Well now, from “How the Zebra Got Its Stripes” (ScienceDaily, Feb. 9, 2012), we learn,
Horseflies (tabanids) deliver nasty bites, carry disease and distract grazing animals from feeding. According to Horváth, these insects are attracted to horizontally polarized light because reflections from water are horizontally polarized and aquatic insects use this phenomenon to identify stretches of water where they can mate and lay eggs. However, blood-sucking female tabanids are also guided to victims by linearly polarized light reflected from their hides. Explaining that horseflies are more attracted to dark horses than to white horses, the team also points out that developing zebra embryos start out with a dark skin, but go on to develop white stripes before birth. The team wondered whether the zebra’s stripy hide might have evolved to disrupt their attractive dark skins and make them less appealing to voracious bloodsuckers, such as tabanids.

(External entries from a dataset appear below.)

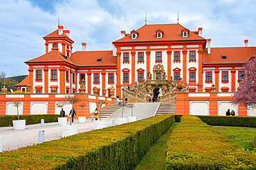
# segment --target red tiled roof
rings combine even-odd
[[[15,86],[26,86],[29,83],[29,76],[27,76],[23,81],[21,81],[18,84],[16,84]]]
[[[137,42],[137,41],[186,41],[186,40],[205,40],[193,32],[190,32],[188,37],[182,37],[181,30],[187,29],[180,24],[157,24],[145,25],[136,31],[139,33],[137,39],[132,39],[131,34],[113,43]],[[161,30],[165,32],[163,38],[157,39],[156,31]]]
[[[101,61],[97,61],[102,58]],[[78,66],[116,66],[117,64],[112,51],[75,52],[71,59]]]
[[[59,35],[59,30],[55,30],[54,32],[53,32],[52,33],[44,36],[44,39],[45,38],[60,38],[60,37],[64,37],[64,38],[66,38],[68,39],[68,40],[71,41],[73,43],[74,43],[74,41],[71,39],[69,38],[68,36],[67,36],[64,32],[63,32],[62,35]]]
[[[211,47],[210,54],[208,54],[207,52],[208,48],[205,48],[203,64],[243,64],[256,54],[256,47]],[[226,56],[226,59],[222,59],[221,55]]]
[[[65,56],[62,54],[57,50],[51,51],[41,56],[35,58],[32,60],[26,61],[25,63],[44,63],[44,62],[66,62],[74,65],[77,65],[74,62],[73,62],[68,57]]]

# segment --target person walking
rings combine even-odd
[[[235,116],[235,111],[234,110],[232,110],[231,111],[231,116]]]
[[[230,109],[228,109],[228,111],[226,112],[226,116],[230,116]]]
[[[73,108],[73,109],[71,109],[70,111],[70,112],[69,112],[69,115],[71,115],[72,122],[73,123],[74,122],[74,116],[75,116],[75,114],[76,115],[75,111],[75,109]]]
[[[98,110],[98,108],[96,108],[94,111],[94,117],[95,117],[95,120],[98,120],[99,118],[99,111]]]
[[[60,117],[65,117],[65,111],[64,111],[63,108],[62,108],[62,110],[60,111]]]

The team then tested the attractiveness of white, dark and striped horse models. Suspecting that the striped horse would attract an intermediate number of flies between the white and dark models, the team was surprised to find that the striped model was the least attractive of all.
Finally, when the team measured the stripe widths and polarization patterns of light reflected from real zebra hides, they found that the zebra’s pattern correlated well with the patterns that were least attractive to horseflies.
Actually, flies could well be a bigger problem for zebras than lions are, because flies affect all zebras, not just the unluckier ones. All zebras have an investment in a fly deterrence factor. So it makes more sense that the bizarre pattern could be an adaptation against flies.
Down with Darwinian just-so stories, and up with research!